Das Thema Scharia scheint bei Nicht-Muslimen sogar sehr viel stärker im Vordergrund zu stehen als bei den Muslimen selbst. Dass Scharia als Gegensatz zum Grundgesetzt gedacht wird, ist unter Muslimen eine weitgehend fremde Vorstellung. Die Darstellung in den Medien nimmt nicht zur Kenntnis, dass in der großen Mehrheit der 2600 Moscheen in Deutschland kein Gegenmodell zum Grundgesetz namens Scharia gepredigt wird. Vor wenigen Jahren, als ein hochrangiger Politiker zu einer Wahlveranstaltung nach Penzberg kam, hielt er eine Rede vor der Parteibasis. In seiner einstündigen Rede kam das Wort Scharia dreimal vor.

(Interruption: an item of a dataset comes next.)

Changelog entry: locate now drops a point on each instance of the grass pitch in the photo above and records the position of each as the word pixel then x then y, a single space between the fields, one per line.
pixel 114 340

Man kann nun hochrechnen, wie oft er es in seinem gesamten politischen Leben wohl in den Mund genommen hat. D.h., ein Politiker, der in Glaubenssachen nicht kompetent ist, verwendet diesen religiösen Begriff häufiger als ein Imam oder Gelehrter. Ein anderer Politiker kommentiert einen sog. »Ehrenmord« mit den Worten, das hier sei »kein Land, das mit der Scharia regiert werde« und lässt so in der Öffentlichkeit den abwegigen Eindruck entstehen, die Scharia, also der Islam, befürworte den »Ehrenmord« - für Islamgegner eine willkommene Aussage, die Scharia zu missbrauchen, um weiterhin Angst und Hass zu schüren. Auf der anderen Seite richten radikale Gruppierungen in den Straßen von Somalia, Nigeria oder Pakistan Blutbäder an und versuchen dies mit dem Islam bzw. der Scharia zu legitimieren. Der Begriff befindet sich heute zwischen diesen zwei Extremen, die ihn entweder für die Scharia selbst oder als Waffe gegen die Scharia instrumentalisieren.